The china was a wedding gift to my parents from from my mother's parents, 50 years ago (see details here: http://twooffour.blogspot.com). I acquired it before I was married, probably 20 years ago, as my parents wanted something more decorative for their own simple kitchen.

I love the china also, even though it is showing wear from everyday use - several pieces are cracked and chipped. My husband would like to replace it. However, we cannot find anything on which we both agree, so we keep using the plain white stuff.

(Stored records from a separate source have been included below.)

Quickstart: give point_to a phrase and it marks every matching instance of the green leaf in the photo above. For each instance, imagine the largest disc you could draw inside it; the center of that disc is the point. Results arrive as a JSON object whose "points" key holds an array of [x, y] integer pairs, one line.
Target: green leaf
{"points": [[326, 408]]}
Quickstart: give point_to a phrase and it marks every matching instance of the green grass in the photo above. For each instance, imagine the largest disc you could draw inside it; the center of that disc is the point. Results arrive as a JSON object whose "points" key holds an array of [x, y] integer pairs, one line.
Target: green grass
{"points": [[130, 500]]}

I, too, like its simple clean lines and the way the food takes center stage on the plate. The pieces are classic... 50 years later, they serve their purposes of holding food shared by a family.

Thank you for writing!

suttonhoo said...

that is way too cool, anne. and good to know, because I'm in danger of acquiring too much of it -- maybe you'll take some of this overflow off my hands? ;)

small world. I like that.

Sarah B. Roberts said...

Thank you for sharing this. I understand - I have my grandmother's china too. It wasn't her wedding china, but her 25th anniversary china, a gift from their friends when my grandfather was dying. My grandmother died a few years later. Both died years before I was born. The china was boxed up to be given to her future first grand-daughter. I don't have room for it. I don't use it. I don't even need it. But I keep it and just knowing it's there is enough.